My daughter duly rang to make a time for the visit. This is the information she received.
- The service goes on holiday for four weeks from mid-December. So bad luck if you have a baby in that time period.
- The call centre to make bookings is only open from 9am to 12 noon and 2pm to 4pm, weekdays.
- The operator asks an amazing number of intrusive questions, including the suggestion that it would be better to wander down to the local Infant Welfare Centre, or whatever it is called.
- The questions include: is it easy to park outside your house? (The appointment is abandoned if the nurse cannot get a park, she was told.) Does the nurse have to take off her shoes to enter the house. (Another reason for abandoment.) Are renovations being undertaken? Is there a history of domestic violence in the house? Is there a history of drug or alchol abuse in the house? And the questions went on.

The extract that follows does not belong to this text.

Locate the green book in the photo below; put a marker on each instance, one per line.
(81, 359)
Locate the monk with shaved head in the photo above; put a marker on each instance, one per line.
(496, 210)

- She has managed to make a time for an appointment, nearly three weeks after the baby was born, but we shall see.
In the meantime, on the recommendation of her obstetrician, she secured the services of a private nurse, who came two days after Joe and mother left hospital. My daughter texted her to say that an hour after the original time would be better for her and that was no problem. She visited for about an hour and half.
She was excellent – matter of fact, informative, empathetic and worth every penny.
All this got me thinking about the challenges that face an expanded NDIS. If governments cannot even organise the relative simple task of providing home-based assistance to new mothers, one really wonders how this much larger scale project can ever be achieved efficiently and in ways that meet the needs of people with disabilities.
By the way, Joe is flourshing.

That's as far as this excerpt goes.